Looking only at counties in the eastern United States, we find that education as of 1940 is essentially unrelated to county growth during the 19th century. Perhaps education in 1940 is not very correlated with the relevant skill level as of 1830 or 1860 or perhaps skills just weren’t important in generating local success during the era of the railroad and the mechanical reaper.

Starting in 1900, however, skills, as of 1940, predict faster county population growth, during eight of the next 10 decades. During the decades when skills don’t predict county growth in the eastern United States — the 1970s and the 1990s — skills are still powerful predictors of metropolitan area and city population across the entire nation.

Our paper then seeks to understand why skills predict metropolitan area population growth throughout the United States since 1970. Like previous papers on this topic by Jesse Shapiro, we find that the skills-growth link occurs primarily because more educated places have become steadily more productive. In the West, there is also some evidence that suggests that skilled areas have quality-of-life amenities that people increasingly value, but that that isn’t true across the nation more generally.

The impact of sunshine, as measured by average January temperature, on population growth is more complicated. From the 1790s to the 1860s, population grew more quickly in the colder counties east of the Mississippi, which helped ensure that the Union enjoyed a healthy demographic advantage at the start of the Civil War. But after 1870, warmer states grew more quickly for four decades. Between 1870 and 1910, the population of the South increased by nearly 140 percent, while the population of the Midwest increased by 130 percent and the Northeast increased by 110 percent. The growth was particularly strong in the least dense Southern states, which may reflect the increasing spread of railroads into those areas after the Civil War.

But after 1910, the connection — within Eastern counties — between January temperature and population growth disappeared until the 1960s. During those decades, the Great Lakes areas expanded. Areas that had once been centers for shipping natural resources grew as great manufacturing hubs. Proximity to the Great Lakes predicts population growth before 1870 and then after 1910, but not between. Chicago, Cleveland, Detroit and their surrounding areas all boomed as Americans moved from farms to factories.

After 1960, trends changed again. The South came roaring back after World War II and the Great Lakes region became known as the Rust Belt. While the pre-World War II South was hardly known for being friendly to outsiders, the post-World War II South adopted right-to-work laws that helped lure manufacturing to its lower costs. The decline of Jim Crow, a victory for racial justice, also made the South more politically competitive and less frightening to outside investors.
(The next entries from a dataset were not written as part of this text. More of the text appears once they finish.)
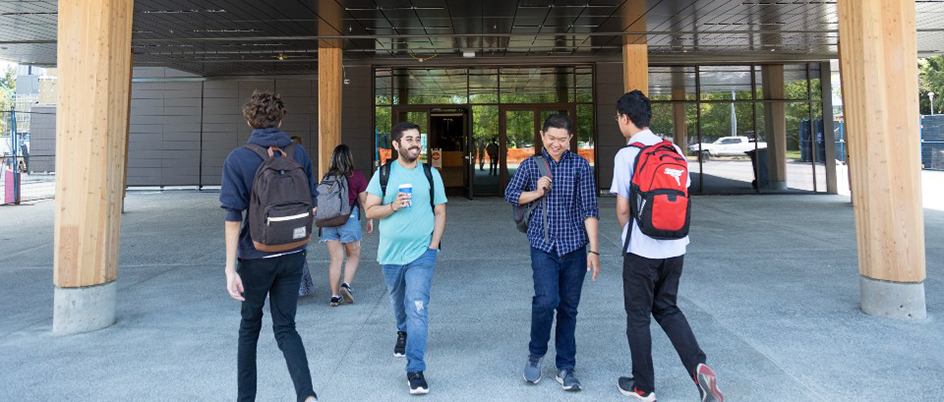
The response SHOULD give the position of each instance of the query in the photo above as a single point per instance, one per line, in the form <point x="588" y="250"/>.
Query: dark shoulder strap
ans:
<point x="384" y="178"/>
<point x="258" y="150"/>
<point x="543" y="166"/>
<point x="428" y="170"/>
<point x="290" y="150"/>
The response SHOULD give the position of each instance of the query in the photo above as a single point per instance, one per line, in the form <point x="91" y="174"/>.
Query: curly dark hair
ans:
<point x="265" y="109"/>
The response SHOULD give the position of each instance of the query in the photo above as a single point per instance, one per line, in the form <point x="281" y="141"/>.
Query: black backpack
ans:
<point x="280" y="207"/>
<point x="522" y="213"/>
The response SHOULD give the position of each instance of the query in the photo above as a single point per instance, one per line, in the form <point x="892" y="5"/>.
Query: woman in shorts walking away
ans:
<point x="346" y="239"/>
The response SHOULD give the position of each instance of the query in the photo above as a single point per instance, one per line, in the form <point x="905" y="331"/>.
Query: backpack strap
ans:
<point x="632" y="198"/>
<point x="544" y="168"/>
<point x="428" y="170"/>
<point x="384" y="178"/>
<point x="263" y="152"/>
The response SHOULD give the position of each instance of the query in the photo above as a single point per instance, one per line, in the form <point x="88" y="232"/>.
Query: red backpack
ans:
<point x="659" y="192"/>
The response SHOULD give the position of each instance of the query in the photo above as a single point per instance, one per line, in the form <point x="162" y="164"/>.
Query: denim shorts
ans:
<point x="349" y="232"/>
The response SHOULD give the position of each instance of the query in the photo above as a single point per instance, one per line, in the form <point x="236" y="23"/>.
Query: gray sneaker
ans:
<point x="568" y="380"/>
<point x="532" y="370"/>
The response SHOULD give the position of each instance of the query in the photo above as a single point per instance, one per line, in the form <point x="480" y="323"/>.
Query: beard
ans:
<point x="405" y="154"/>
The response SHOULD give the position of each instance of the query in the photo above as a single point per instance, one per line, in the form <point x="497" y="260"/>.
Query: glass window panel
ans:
<point x="382" y="146"/>
<point x="537" y="85"/>
<point x="663" y="80"/>
<point x="483" y="85"/>
<point x="799" y="147"/>
<point x="519" y="131"/>
<point x="726" y="163"/>
<point x="584" y="83"/>
<point x="430" y="86"/>
<point x="816" y="89"/>
<point x="819" y="147"/>
<point x="584" y="124"/>
<point x="725" y="82"/>
<point x="794" y="81"/>
<point x="485" y="140"/>
<point x="383" y="87"/>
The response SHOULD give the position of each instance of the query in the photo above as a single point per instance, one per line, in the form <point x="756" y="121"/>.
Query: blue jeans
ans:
<point x="557" y="285"/>
<point x="409" y="294"/>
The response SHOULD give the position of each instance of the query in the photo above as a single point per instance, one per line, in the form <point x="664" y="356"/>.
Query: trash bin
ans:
<point x="759" y="166"/>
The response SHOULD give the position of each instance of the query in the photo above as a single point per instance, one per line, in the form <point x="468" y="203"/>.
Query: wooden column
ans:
<point x="880" y="84"/>
<point x="636" y="67"/>
<point x="94" y="66"/>
<point x="775" y="125"/>
<point x="329" y="105"/>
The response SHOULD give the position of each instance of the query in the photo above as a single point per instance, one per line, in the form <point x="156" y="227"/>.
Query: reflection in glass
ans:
<point x="382" y="146"/>
<point x="485" y="141"/>
<point x="519" y="130"/>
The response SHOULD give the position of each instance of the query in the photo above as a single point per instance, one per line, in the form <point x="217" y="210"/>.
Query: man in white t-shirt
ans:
<point x="651" y="271"/>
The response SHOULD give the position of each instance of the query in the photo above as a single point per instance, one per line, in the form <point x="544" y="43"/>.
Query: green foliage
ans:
<point x="930" y="79"/>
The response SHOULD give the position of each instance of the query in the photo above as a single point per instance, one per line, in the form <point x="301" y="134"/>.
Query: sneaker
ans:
<point x="627" y="387"/>
<point x="347" y="293"/>
<point x="532" y="370"/>
<point x="568" y="380"/>
<point x="399" y="350"/>
<point x="417" y="383"/>
<point x="707" y="384"/>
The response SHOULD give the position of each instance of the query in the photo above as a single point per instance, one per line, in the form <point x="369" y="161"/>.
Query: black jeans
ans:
<point x="651" y="287"/>
<point x="278" y="278"/>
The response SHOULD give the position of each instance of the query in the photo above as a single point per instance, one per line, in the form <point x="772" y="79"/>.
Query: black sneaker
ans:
<point x="707" y="383"/>
<point x="399" y="350"/>
<point x="347" y="293"/>
<point x="417" y="383"/>
<point x="627" y="387"/>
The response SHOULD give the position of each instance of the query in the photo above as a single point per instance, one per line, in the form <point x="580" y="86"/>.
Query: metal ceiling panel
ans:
<point x="225" y="37"/>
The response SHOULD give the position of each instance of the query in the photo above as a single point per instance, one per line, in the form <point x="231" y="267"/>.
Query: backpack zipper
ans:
<point x="269" y="220"/>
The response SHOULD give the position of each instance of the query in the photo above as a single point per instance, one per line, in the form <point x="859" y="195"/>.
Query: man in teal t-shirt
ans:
<point x="410" y="231"/>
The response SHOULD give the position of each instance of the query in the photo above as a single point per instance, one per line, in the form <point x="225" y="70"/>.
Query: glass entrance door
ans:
<point x="520" y="127"/>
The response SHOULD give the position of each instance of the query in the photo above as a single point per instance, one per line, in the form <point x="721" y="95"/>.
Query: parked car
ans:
<point x="726" y="146"/>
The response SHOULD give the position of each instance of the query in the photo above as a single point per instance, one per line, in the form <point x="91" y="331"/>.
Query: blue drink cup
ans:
<point x="408" y="189"/>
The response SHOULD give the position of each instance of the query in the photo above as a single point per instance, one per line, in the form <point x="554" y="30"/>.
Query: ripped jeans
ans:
<point x="409" y="294"/>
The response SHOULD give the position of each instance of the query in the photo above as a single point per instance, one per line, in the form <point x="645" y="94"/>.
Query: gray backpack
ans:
<point x="522" y="213"/>
<point x="333" y="206"/>
<point x="280" y="215"/>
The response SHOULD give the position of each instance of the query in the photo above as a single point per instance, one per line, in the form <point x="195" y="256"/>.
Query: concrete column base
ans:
<point x="85" y="309"/>
<point x="903" y="301"/>
<point x="777" y="185"/>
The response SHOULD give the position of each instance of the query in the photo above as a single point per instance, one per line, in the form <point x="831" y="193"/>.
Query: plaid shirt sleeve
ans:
<point x="519" y="183"/>
<point x="586" y="191"/>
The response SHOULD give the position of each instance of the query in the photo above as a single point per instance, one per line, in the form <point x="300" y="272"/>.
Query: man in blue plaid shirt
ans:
<point x="559" y="255"/>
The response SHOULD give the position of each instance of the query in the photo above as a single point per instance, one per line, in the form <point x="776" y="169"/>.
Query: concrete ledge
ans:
<point x="777" y="185"/>
<point x="85" y="309"/>
<point x="899" y="300"/>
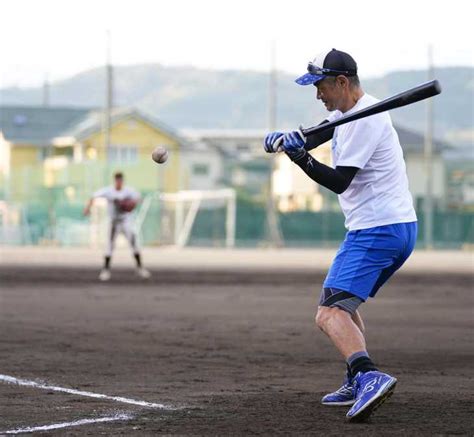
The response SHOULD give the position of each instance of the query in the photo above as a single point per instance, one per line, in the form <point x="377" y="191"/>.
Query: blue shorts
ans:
<point x="368" y="257"/>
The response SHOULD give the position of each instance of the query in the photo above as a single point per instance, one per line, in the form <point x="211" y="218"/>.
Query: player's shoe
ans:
<point x="345" y="395"/>
<point x="143" y="273"/>
<point x="105" y="275"/>
<point x="373" y="389"/>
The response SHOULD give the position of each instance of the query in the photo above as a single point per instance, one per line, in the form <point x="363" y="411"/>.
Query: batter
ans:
<point x="369" y="176"/>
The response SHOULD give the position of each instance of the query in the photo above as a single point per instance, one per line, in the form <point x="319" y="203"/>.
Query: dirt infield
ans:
<point x="233" y="353"/>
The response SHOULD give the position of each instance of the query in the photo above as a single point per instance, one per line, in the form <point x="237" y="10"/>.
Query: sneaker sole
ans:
<point x="364" y="414"/>
<point x="339" y="404"/>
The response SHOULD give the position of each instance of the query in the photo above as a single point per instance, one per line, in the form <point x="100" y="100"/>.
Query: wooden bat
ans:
<point x="413" y="95"/>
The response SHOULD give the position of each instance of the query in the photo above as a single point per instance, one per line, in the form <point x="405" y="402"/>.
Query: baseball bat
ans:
<point x="413" y="95"/>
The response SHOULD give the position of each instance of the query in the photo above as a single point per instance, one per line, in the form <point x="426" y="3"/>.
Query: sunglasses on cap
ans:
<point x="314" y="69"/>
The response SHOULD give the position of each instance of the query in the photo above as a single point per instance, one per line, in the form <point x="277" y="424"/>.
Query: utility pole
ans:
<point x="46" y="90"/>
<point x="428" y="152"/>
<point x="273" y="226"/>
<point x="108" y="107"/>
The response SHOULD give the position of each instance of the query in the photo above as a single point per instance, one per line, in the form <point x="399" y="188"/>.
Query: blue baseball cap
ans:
<point x="329" y="63"/>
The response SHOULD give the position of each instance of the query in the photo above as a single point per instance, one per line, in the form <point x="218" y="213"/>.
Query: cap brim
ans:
<point x="309" y="79"/>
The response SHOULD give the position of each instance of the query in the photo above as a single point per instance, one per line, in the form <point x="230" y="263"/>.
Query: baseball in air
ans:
<point x="160" y="155"/>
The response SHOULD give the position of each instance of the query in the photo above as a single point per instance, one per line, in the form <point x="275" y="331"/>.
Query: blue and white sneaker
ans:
<point x="345" y="395"/>
<point x="373" y="389"/>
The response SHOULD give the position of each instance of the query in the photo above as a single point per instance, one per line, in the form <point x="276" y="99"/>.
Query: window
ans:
<point x="123" y="153"/>
<point x="200" y="169"/>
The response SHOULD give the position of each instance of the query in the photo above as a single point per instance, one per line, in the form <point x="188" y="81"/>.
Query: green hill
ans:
<point x="188" y="97"/>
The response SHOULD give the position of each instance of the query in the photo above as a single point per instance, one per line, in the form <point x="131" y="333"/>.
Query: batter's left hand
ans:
<point x="293" y="142"/>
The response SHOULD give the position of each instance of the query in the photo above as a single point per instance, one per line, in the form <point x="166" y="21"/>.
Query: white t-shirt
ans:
<point x="378" y="195"/>
<point x="112" y="195"/>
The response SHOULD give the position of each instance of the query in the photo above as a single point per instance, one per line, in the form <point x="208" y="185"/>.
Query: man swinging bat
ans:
<point x="369" y="175"/>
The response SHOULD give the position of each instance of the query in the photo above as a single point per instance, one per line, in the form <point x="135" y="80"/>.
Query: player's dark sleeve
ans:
<point x="335" y="179"/>
<point x="313" y="141"/>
Over the last decade, January temperature continues to predict growth throughout the entire United States. This connection reflects economic productivity, but also the ease of construction in less regulated areas. Atlanta, Dallas, Houston and Phoenix grew more than any other metropolitan areas since 2000 because they combined economic productivity with a regulatory environment that encouraged, rather than stifled, new building.

Sun and skills are not opposites. There are plenty of skilled metropolitan areas, like Atlanta and Charlotte, in the Sun Belt. But at the extreme, sunshine and skills do represent two models of American success. Colder, skilled areas, like Boston, succeed because education makes up for a difficult regulatory environment, especially toward new construction. Warmer, less skilled areas succeed because limited regulation and natural resources make up for limited human capital.

For America to be successful in the 21st century, it is going to need the power inherent in both Houston and Boston. It will need unleashed human capital, and that’s why our nation needs to invest heavily in our children and in policy reforms that will make entrepreneurship easier and less expensive.